Yes, but that feels like an implementation detail to me. The actual behavior and the user expectation in eager execution are still sync-per-statement.

But to keep the program synced when necessary we would need some form of wait/callback so we know operations have completed.

Agreed. That's something we can start with. When too many users complain about debuggability, we can then evaluate whether debug mode should expose the same behavior as eager execution.

from swift.

mhong avatar mhong commented on May 5, 2024

I looked at a somewhat simplified test case:

import TensorFlow

var x = Tensor<Float>(1.0)
x += x
print("interlude")
x += x
let _ = x.array

Confirmed that while host is running the tensor program in a separate thread, it does print("interlude") right away. Some options I can think of are:

  1. Introduce a special form of print/debug which compiler understands, and will schedule it properly w.r.t. tensor statements. One example is to recommend that user use a TF op for printing (https://github.com/tensorflow/tensorflow/blob/9054c9b2ac303cbd1538166d0821f389cbc75894/tensorflow/core/ops/logging_ops.cc#L30). We can also teach compiler to special case on the swift print() function, though that seems brittle.

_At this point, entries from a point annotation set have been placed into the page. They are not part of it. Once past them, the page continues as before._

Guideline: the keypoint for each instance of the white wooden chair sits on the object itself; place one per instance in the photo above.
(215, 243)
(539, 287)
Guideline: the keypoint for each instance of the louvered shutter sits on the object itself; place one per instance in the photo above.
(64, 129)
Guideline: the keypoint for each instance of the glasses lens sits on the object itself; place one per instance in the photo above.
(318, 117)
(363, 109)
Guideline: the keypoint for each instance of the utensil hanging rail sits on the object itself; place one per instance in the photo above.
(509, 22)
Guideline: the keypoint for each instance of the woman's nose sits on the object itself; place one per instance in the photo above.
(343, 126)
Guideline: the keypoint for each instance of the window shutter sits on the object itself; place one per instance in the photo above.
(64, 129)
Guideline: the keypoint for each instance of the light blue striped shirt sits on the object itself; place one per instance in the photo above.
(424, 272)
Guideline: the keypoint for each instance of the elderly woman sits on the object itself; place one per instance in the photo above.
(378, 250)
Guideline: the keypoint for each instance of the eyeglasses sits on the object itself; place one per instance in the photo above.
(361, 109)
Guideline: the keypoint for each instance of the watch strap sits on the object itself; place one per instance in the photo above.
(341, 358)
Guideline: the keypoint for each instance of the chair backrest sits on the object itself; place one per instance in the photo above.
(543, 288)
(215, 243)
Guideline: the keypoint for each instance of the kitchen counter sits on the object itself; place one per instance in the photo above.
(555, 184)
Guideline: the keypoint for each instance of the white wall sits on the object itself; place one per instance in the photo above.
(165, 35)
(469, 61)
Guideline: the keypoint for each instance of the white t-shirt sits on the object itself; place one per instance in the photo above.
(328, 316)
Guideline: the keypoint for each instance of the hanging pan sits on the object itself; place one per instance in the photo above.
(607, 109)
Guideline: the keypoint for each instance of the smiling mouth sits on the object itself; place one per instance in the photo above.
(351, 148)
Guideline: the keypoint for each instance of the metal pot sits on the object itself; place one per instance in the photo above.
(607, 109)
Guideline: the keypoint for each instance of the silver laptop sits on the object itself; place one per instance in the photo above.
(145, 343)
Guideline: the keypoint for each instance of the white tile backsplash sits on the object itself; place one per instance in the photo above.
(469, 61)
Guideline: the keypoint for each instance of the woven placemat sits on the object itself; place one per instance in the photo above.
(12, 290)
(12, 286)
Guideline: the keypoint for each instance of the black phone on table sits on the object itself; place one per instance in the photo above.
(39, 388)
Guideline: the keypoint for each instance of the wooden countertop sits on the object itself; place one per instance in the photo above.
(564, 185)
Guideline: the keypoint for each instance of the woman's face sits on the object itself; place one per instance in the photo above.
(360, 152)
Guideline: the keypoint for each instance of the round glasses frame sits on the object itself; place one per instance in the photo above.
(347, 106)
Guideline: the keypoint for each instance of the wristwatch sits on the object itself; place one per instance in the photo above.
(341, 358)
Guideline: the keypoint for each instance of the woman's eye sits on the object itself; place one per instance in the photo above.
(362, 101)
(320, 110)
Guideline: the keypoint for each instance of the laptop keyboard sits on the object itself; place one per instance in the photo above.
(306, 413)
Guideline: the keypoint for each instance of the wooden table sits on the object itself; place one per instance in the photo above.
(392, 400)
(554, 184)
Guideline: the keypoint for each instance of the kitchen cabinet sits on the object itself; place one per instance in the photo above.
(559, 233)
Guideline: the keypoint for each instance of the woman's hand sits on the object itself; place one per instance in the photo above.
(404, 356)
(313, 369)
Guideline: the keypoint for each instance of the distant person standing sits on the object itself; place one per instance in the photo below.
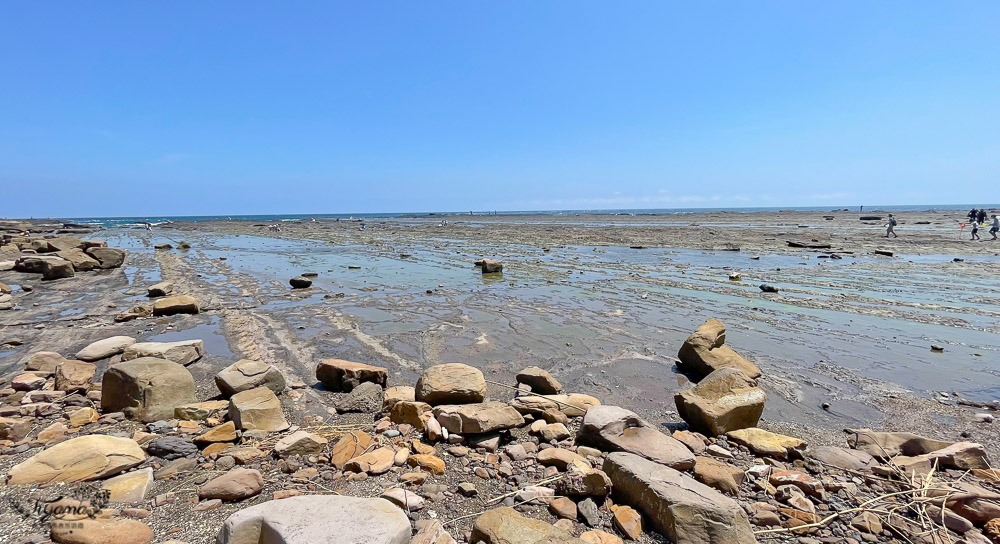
(891, 228)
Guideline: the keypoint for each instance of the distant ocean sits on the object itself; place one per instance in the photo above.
(274, 218)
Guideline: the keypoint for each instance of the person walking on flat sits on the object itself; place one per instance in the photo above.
(891, 228)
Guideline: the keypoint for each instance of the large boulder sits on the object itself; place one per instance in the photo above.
(340, 375)
(81, 261)
(726, 400)
(706, 350)
(108, 257)
(505, 525)
(572, 405)
(612, 428)
(246, 374)
(478, 418)
(103, 349)
(451, 383)
(178, 304)
(79, 459)
(257, 409)
(147, 389)
(318, 519)
(676, 505)
(182, 352)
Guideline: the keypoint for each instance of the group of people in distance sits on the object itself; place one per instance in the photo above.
(977, 218)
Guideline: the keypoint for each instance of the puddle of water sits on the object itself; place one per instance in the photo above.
(215, 341)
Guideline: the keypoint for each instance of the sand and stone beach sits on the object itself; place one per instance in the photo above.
(854, 331)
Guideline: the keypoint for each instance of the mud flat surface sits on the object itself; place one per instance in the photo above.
(603, 302)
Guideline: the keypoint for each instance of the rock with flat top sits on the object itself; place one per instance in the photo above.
(725, 400)
(507, 526)
(177, 304)
(540, 381)
(161, 289)
(706, 351)
(571, 405)
(101, 531)
(476, 418)
(235, 485)
(247, 374)
(883, 445)
(107, 256)
(451, 383)
(318, 519)
(182, 352)
(340, 375)
(612, 428)
(257, 409)
(300, 443)
(676, 505)
(102, 349)
(81, 261)
(44, 361)
(131, 487)
(768, 444)
(79, 459)
(147, 389)
(74, 376)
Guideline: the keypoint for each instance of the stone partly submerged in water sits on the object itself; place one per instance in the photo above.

  2. Introduce a special compilation mode (or use the debug mode), where compiler turns each tensor statement into a TF graph. This leads to TF eager style execution, and provides "per-statement debugging" support as in lldb (https://groups.google.com/a/tensorflow.org/d/msg/swift/ZAtPx-R4Dc4/23FLmTXQAwAJ).

BTW, the deabstraction pass produces some SIL that's surprising and redundant to me. e.g. Here's the end of bb0:

  %30 = init_existential_metatype %29 : $@thick UInt8.Type, $@thick Any.Type // user: %32
  %31 = init_existential_metatype %29 : $@thick UInt8.Type, $@thick Any.Type // user: %32
  %32 = builtin "is_same_metatype"(%30 : $@thick Any.Type, %31 : $@thick Any.Type) : $Builtin.Int1 // user: %33
  cond_br %32, bb1, bb2                           // id: %33

This may be because the code is at top-level. Full SIL code as input to TFPartition pass is below.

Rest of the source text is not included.